Économie[modifier | modifier le code]

Comme partout en Suisse, il y a un décalage des emplois du secteur primaire (agriculture) au profit des secteurs secondaire (industrie et commerce) et tertiaire (prestation de service). Proportionnellement, l'agriculture a diminué de 46,5 % en 1930 à 7,9 % en 1990, alors que le secteur industriel a augmenté de 29,7 % à 33,7 % et le secteur tertiaire de 23,8 % à 57,7 %.

En l'an 2000, à Guin, 1'353 places de travail sont à disposition pour 3'675 salariés. Les 66 % restants gagnent leur subsistance en dehors de la commune.

Agriculture[modifier | modifier le code]

Tours des silos à grains

2'000 hectares, soit 70 % de la surface totale de la commune, sont la plus grande surface cultivable du canton. Le nombre d'entreprises agricoles a continuellement diminué depuis le début du siècle passé : 245 en 1929 à 97 en 2001.

L'économie laitière est de grande importance. Trois laiteries (Bundtels, Mariahilf et Guin) traitaient une des plus grandes quantités de lait en Suisse. Seule la laiterie de Guin subsiste encore. Un exportateur de fromage est également présent.

La culture de céréales était dominante jusqu'au milieu du XIXe siècle. Les prix s'abaissèrent très rapidement par l'introduction du transport par bateau et chemin de fer. Un rapide changement à l'élevage eu lieu. Encore aujourd'hui l'élevage est une importante source de revenus pour la paysannerie, comme le montrent les chiffres de 1993 :

Bovins 3 126 Moutons 610
Dont vaches 1 233 Chèvres 18
Chevaux 62 Lapins 601
Poneys/ânes 12 Volaille 71 841
Porcs 3 310 Ruches 403

Les autres branches agricoles à Guin sont l'arboriculture fruitière, l'exploitation fruitière, la culture de pommes de terre, la sélection des semences, la sylviculture, les pépinières et l'horticulture.

Industrie et commerce[modifier | modifier le code]
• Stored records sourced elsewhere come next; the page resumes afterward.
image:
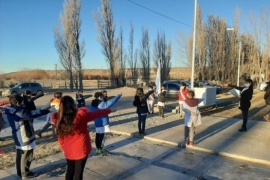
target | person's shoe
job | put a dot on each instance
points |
(104, 152)
(98, 152)
(191, 143)
(242, 129)
(267, 118)
(30, 174)
(39, 134)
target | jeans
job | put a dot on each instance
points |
(23, 161)
(245, 117)
(75, 169)
(141, 123)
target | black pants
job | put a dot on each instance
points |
(245, 117)
(75, 169)
(99, 139)
(141, 123)
(161, 110)
(23, 161)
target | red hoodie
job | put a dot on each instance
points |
(78, 146)
(184, 92)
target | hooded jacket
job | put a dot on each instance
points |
(78, 145)
(191, 106)
(101, 104)
(245, 98)
(267, 94)
(20, 122)
(141, 104)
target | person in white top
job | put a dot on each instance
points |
(151, 100)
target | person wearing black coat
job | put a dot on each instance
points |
(245, 98)
(267, 101)
(142, 108)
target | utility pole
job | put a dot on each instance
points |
(55, 71)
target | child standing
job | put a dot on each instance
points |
(53, 106)
(192, 117)
(161, 101)
(23, 133)
(102, 123)
(182, 95)
(73, 135)
(142, 109)
(80, 99)
(151, 100)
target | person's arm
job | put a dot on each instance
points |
(112, 101)
(92, 115)
(236, 87)
(148, 94)
(87, 96)
(36, 97)
(4, 103)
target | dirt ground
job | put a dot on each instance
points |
(48, 146)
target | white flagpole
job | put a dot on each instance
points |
(193, 47)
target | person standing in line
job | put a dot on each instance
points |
(245, 98)
(80, 99)
(151, 100)
(182, 95)
(267, 101)
(142, 109)
(73, 136)
(192, 117)
(161, 101)
(19, 118)
(102, 124)
(53, 106)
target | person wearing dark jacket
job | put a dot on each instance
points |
(19, 118)
(80, 99)
(267, 101)
(28, 100)
(102, 124)
(245, 98)
(161, 101)
(142, 108)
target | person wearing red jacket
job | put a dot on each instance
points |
(182, 95)
(73, 135)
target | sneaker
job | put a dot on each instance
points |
(98, 152)
(104, 152)
(267, 118)
(191, 143)
(30, 174)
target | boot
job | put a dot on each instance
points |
(267, 118)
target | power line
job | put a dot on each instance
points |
(158, 13)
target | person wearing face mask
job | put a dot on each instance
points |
(245, 98)
(182, 95)
(151, 100)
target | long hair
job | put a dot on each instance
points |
(66, 115)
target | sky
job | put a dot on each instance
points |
(27, 38)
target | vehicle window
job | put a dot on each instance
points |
(173, 87)
(34, 85)
(25, 85)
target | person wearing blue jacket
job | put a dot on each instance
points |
(142, 108)
(20, 120)
(102, 124)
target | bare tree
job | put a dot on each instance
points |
(145, 55)
(106, 26)
(132, 61)
(162, 53)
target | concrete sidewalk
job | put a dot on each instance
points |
(158, 155)
(218, 136)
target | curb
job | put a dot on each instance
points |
(223, 154)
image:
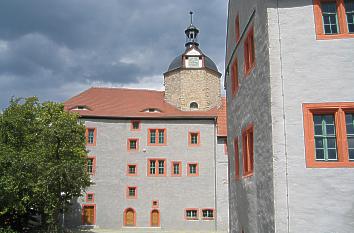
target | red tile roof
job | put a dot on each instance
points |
(132, 103)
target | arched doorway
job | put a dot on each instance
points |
(129, 217)
(155, 218)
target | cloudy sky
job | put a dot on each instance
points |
(55, 49)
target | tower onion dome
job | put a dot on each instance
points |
(191, 43)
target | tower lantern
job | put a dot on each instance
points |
(191, 34)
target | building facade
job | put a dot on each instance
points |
(158, 159)
(289, 77)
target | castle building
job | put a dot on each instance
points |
(158, 159)
(290, 101)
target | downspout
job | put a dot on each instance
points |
(284, 121)
(215, 176)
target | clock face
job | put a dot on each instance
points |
(193, 62)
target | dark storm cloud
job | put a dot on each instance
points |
(53, 49)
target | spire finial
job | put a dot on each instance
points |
(191, 13)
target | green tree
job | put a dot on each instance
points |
(42, 162)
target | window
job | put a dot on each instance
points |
(234, 78)
(249, 51)
(237, 28)
(135, 125)
(91, 165)
(329, 134)
(208, 213)
(90, 197)
(237, 159)
(132, 192)
(247, 150)
(133, 144)
(88, 214)
(194, 139)
(155, 204)
(192, 169)
(176, 168)
(132, 170)
(193, 105)
(156, 137)
(156, 167)
(90, 136)
(334, 18)
(191, 214)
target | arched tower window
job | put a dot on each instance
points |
(193, 105)
(129, 217)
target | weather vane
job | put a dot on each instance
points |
(191, 13)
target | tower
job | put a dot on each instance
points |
(192, 81)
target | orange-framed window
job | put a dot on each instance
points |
(249, 51)
(237, 159)
(132, 192)
(132, 170)
(156, 167)
(155, 204)
(192, 169)
(91, 136)
(90, 197)
(208, 214)
(194, 138)
(176, 168)
(157, 137)
(334, 19)
(91, 165)
(191, 214)
(237, 28)
(247, 150)
(234, 78)
(329, 134)
(135, 125)
(88, 214)
(133, 144)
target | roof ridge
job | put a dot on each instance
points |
(125, 89)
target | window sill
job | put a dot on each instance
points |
(336, 36)
(317, 164)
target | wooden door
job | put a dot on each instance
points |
(155, 218)
(89, 213)
(130, 218)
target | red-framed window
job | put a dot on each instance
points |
(156, 167)
(247, 151)
(157, 137)
(88, 214)
(132, 192)
(249, 51)
(91, 165)
(191, 214)
(234, 78)
(194, 138)
(133, 144)
(192, 169)
(208, 214)
(334, 19)
(329, 134)
(237, 159)
(90, 136)
(135, 125)
(132, 170)
(90, 197)
(237, 28)
(176, 168)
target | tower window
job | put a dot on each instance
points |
(194, 105)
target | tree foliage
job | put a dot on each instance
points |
(42, 162)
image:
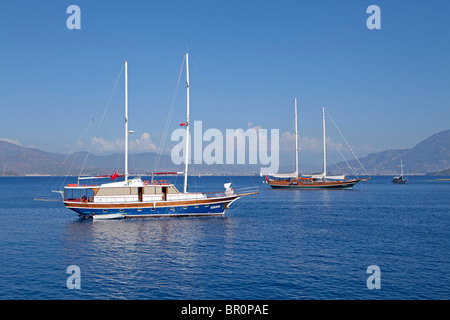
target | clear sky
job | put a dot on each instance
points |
(385, 89)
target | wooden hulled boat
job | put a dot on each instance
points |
(135, 198)
(322, 181)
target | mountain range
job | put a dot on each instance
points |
(431, 155)
(428, 156)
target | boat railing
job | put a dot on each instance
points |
(247, 190)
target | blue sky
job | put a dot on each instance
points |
(385, 89)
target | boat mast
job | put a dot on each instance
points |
(324, 145)
(401, 168)
(126, 121)
(187, 124)
(296, 139)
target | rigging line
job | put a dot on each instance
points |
(101, 120)
(337, 148)
(154, 57)
(74, 158)
(347, 143)
(169, 116)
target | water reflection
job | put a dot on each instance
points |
(161, 255)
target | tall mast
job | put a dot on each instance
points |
(296, 139)
(187, 124)
(324, 145)
(126, 121)
(401, 167)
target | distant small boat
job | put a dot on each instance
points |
(320, 181)
(401, 178)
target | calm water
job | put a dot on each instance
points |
(279, 244)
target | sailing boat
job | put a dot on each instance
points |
(322, 181)
(401, 178)
(135, 198)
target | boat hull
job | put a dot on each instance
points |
(313, 185)
(207, 207)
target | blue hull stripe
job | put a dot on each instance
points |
(216, 208)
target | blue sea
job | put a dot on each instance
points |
(276, 245)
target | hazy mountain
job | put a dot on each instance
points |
(429, 155)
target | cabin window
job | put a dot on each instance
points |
(172, 190)
(149, 190)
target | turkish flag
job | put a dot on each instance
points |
(114, 176)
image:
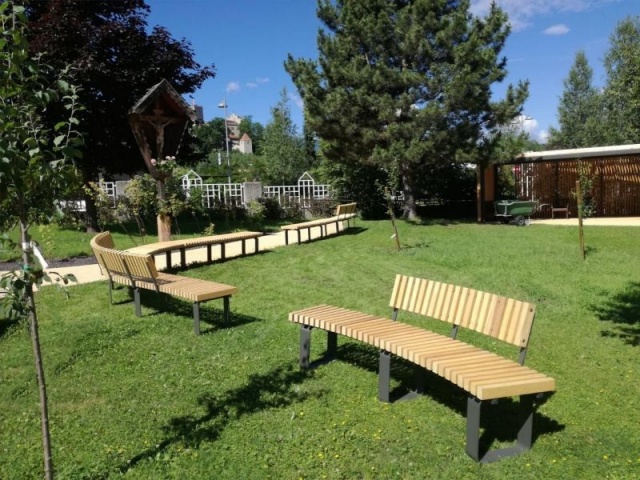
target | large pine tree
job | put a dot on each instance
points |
(622, 91)
(580, 113)
(405, 85)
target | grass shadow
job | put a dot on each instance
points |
(275, 389)
(623, 311)
(441, 222)
(500, 420)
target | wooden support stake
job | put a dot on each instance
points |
(580, 227)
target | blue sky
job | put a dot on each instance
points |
(249, 40)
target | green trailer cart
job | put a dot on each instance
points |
(517, 212)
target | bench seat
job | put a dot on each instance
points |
(344, 212)
(482, 374)
(209, 241)
(138, 271)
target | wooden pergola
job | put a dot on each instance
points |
(549, 177)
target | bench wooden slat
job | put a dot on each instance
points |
(483, 374)
(344, 212)
(139, 271)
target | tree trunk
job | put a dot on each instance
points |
(408, 189)
(91, 212)
(164, 228)
(163, 220)
(37, 354)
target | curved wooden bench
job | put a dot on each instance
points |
(186, 243)
(484, 375)
(138, 271)
(344, 212)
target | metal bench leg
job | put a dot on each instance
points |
(196, 318)
(225, 302)
(110, 292)
(525, 433)
(384, 376)
(305, 345)
(136, 301)
(332, 346)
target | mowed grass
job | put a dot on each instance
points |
(144, 398)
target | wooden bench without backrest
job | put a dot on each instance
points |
(139, 272)
(344, 212)
(484, 375)
(186, 243)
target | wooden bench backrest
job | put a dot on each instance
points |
(346, 209)
(140, 267)
(499, 317)
(100, 242)
(133, 266)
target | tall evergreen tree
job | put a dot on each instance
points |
(622, 64)
(115, 60)
(580, 112)
(406, 84)
(282, 147)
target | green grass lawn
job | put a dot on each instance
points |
(144, 398)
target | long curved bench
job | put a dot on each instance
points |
(484, 375)
(138, 271)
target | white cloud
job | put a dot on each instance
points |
(258, 81)
(530, 125)
(543, 136)
(559, 29)
(233, 87)
(521, 12)
(295, 98)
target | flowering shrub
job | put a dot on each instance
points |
(166, 167)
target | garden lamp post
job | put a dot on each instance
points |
(223, 104)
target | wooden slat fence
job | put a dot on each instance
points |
(615, 184)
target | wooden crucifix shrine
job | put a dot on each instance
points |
(159, 121)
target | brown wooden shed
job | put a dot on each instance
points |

Les entreprises les plus diverses se sont installées à Guin. De la fin du XIXe siècle à 1905 ce sont surtout les produits de l'agriculture et de la terre qui furent valorisés (Fondation d'une entreprise laitière (Milch-Siederei), d'une entreprise fruitière (Mosterei) et d'une tuilerie. Un développement des produits fut atteint durant les années vingt et trente du siècle passé par une fabrique d'allumettes (à nouveau fermée en 1947) et par une fabrique de produits de ciment. L'établissement d'un atelier d'aiguisage de diamants en 1952 fut le point de départ de toutes les entreprises qui suivirent jusqu'à nos jours dans les branches les plus diverses: fabriques de machines, fabrique de produits pharmaceutiques, fonderie de métaux légers, fabriques de matières plastiques, fabriques de peintures, etc). La mise à disposition de zones industrielles, une politique fiscale complaisante et les salariés disponibles encouragent l'établissement des entreprises.

Le commerce est organisé depuis 1905 au niveau du district. Une association des commerces existe à Guin. Les commerces les plus importants produisent des denrées alimentaires et traitent des matériaux divers. Les entreprises de construction et les garages automobiles et de réparation sont également fortement représentés.

Secteur tertiaire[modifier | modifier le code]

Depuis environ 50 ans le secteur tertiaire s'est continuellement développé et dispose d'une offre très diversifiée. Beaucoup de prestations de service sont à disposition: garages, auto-école, magasins de radios et télévisions, magasins d'ordinateurs, bureaux d'architecture, fiduciaires, bureaux d'ingénieurs, agences d'assurance, commerces de boissons. D'autres prestations sont assumées par des associations: école enfantine, formation des adultes, gymnastique et sport.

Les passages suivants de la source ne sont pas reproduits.